When one wants meaningful results, samples must be representative of the population. Bias in sampling will influence the end result. The problem here is that surface stations are situated in specific places. In or near cities, airports and other places where people most likely live. Excluding places where people normally don’t live (mountains, deserts,…). In the GISS dataset, most of the samples are taken from the United Stated, some in Europe and Asia and only very few in Africa and Australia.
This is called Convenience sampling. This means there is no real random sampling. Not all points have the same chance of being measured. Although convenience sampling has it merits, it is definitely not the right way to sample for a mean temperature. Especially when instruments/locations/… change over time.
Sampling in convenient places means sampling in/near cities and airports, therefor attributing to Urban Heat Island effect.
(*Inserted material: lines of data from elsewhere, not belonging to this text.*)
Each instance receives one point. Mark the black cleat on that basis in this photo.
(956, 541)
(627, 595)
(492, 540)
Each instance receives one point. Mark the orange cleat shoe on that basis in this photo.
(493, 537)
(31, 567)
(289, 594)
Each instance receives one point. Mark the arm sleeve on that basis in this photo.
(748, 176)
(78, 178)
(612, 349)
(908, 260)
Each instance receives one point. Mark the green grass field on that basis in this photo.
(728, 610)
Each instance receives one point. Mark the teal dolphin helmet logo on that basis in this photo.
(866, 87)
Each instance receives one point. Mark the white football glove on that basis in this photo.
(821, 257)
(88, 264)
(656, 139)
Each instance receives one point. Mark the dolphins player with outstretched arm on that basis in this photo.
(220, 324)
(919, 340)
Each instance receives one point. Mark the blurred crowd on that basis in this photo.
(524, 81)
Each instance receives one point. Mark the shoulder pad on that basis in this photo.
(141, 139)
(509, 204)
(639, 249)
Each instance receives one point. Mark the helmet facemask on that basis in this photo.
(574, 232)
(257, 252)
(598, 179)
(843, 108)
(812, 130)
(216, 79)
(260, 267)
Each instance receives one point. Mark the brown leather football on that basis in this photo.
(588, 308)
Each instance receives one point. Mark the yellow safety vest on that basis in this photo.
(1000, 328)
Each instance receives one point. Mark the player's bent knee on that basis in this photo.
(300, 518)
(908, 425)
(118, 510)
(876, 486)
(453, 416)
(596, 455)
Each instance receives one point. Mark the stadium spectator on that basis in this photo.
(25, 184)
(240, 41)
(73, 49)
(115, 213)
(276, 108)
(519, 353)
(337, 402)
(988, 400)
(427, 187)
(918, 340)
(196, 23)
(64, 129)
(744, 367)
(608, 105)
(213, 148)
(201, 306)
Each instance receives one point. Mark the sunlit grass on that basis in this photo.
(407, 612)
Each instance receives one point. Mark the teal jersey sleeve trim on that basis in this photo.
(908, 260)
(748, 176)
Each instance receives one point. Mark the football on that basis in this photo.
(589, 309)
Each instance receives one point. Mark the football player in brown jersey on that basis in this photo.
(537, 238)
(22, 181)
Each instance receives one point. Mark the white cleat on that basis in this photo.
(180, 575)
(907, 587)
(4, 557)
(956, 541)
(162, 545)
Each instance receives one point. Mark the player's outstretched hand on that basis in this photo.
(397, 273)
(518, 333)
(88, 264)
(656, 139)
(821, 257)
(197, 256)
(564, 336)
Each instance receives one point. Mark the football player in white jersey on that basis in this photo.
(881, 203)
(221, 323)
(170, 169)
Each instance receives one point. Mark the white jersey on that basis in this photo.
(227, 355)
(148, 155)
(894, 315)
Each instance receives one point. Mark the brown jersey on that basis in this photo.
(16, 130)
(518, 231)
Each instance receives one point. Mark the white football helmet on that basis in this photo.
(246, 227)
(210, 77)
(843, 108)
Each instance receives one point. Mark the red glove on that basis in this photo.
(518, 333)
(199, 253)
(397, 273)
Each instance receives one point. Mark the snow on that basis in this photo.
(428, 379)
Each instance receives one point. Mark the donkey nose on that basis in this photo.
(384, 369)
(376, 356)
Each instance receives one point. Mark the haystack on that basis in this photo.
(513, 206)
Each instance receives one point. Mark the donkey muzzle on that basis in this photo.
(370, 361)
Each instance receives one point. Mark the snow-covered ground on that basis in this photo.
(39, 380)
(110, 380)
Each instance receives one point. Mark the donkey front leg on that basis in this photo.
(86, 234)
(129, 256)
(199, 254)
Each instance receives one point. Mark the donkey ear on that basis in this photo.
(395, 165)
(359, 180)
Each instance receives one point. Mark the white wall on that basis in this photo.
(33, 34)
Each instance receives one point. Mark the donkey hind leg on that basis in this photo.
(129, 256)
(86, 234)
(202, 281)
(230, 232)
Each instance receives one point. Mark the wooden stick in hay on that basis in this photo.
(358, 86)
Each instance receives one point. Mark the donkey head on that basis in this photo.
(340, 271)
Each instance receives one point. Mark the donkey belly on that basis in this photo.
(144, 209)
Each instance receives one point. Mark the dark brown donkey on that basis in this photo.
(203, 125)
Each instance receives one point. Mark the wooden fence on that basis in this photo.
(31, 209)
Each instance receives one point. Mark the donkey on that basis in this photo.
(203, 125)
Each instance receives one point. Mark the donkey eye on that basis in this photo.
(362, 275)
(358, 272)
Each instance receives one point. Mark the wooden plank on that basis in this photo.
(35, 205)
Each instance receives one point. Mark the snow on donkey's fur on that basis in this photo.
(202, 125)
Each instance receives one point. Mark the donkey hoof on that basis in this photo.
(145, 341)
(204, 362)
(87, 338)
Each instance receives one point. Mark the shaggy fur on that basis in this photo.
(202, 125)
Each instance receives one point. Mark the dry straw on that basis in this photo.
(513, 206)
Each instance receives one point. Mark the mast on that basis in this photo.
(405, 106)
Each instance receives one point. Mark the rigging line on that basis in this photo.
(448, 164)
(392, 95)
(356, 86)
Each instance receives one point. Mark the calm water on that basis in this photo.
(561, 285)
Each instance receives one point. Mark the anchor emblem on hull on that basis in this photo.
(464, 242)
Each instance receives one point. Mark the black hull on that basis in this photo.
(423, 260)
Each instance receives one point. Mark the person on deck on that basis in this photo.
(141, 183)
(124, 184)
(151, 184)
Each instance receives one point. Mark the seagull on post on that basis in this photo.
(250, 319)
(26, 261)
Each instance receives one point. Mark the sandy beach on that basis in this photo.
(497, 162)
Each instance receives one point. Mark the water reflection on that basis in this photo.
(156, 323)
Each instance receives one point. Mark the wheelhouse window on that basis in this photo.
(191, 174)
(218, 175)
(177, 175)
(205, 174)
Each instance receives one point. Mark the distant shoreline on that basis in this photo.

Due to pavements/asphalt/buildings more heat is accumulated during the day and irradiated at night, therefor leading to higher temperatures than without these constructions. This could be compensated, but this will mean starting from assumptions. The more the assumptions agree with reality, the more accurate the result. But how to correctly compensate for all this bias?
This is not the only bias. I already learned about other siting biases like weather stations located next to air conditioner units, close to buildings and parking lots, even one on the roof of a building. These things undoubtedly will have an influence on the temperature reading and on the results after the calculations. Discovering this measurement bias was my first turning point from a believer to a skeptic view.
The ultimate question will be: how much does this non random sampling matters? That is an open question. Maybe the rest of the potential measurements cancels the bias of measurements out. But then, maybe not. Systematic bias is very unlikely to cancel out. If one want to have a result from this incomplete data it will necessary to make assumptions about the quantity of the bias.
Look at how the GISS dataset morphed over a couple decades from a cycle to almost a straight line. Which gives the impression that the scary result is dependent on new assumptions, not new measurements.
That is only land temperature. Earth is covered 75% by water. Measuring temperatures was first done by sticking a thermometer in a bucket of water drawn from the ocean over automatic systems of measuring the temperature of water in the intake port of large ships to buoys. It went from very scarce data in the past to more detailed information from 2003 (Argo).
What about satellite data? Coverage is much better, although not 100% of the surface (there are slices that aren’t covered and there is a gap at the pole). But these are not the datasets being used by alarmists and only 30 years worth of data.
But, but, doesn’t the Giss dataset is temperature anomaly, not absolute temperatures? Sure, it is and has it advantages and disadvantages. Maybe more on this in a later post. In Giss the result is the difference between the measured temperatures against the average temperature between 1951-1980. Smack in a period when there was a new ice age scare. Compare a current temperature with a average low temperature and this current temperature will be over accentuated.
Ultimately, why did I took it for granted? Every time I heard about it, I was used as something evident: “the temperature of the earth is rising”. This made me think it was evident. Science made quite some progress, why wouldn’t it possible that the temperature of the earth could be determined? But the temperature of earth is incredibly complex and ever changing. Now when someone tells me that the temperature of the earth (510 million square kilometers) could be measured with an accuracy of 0.1 °C from biased samples containing the data of a couple thousand stations, I would think it is ridiculous, something not to be taken seriously.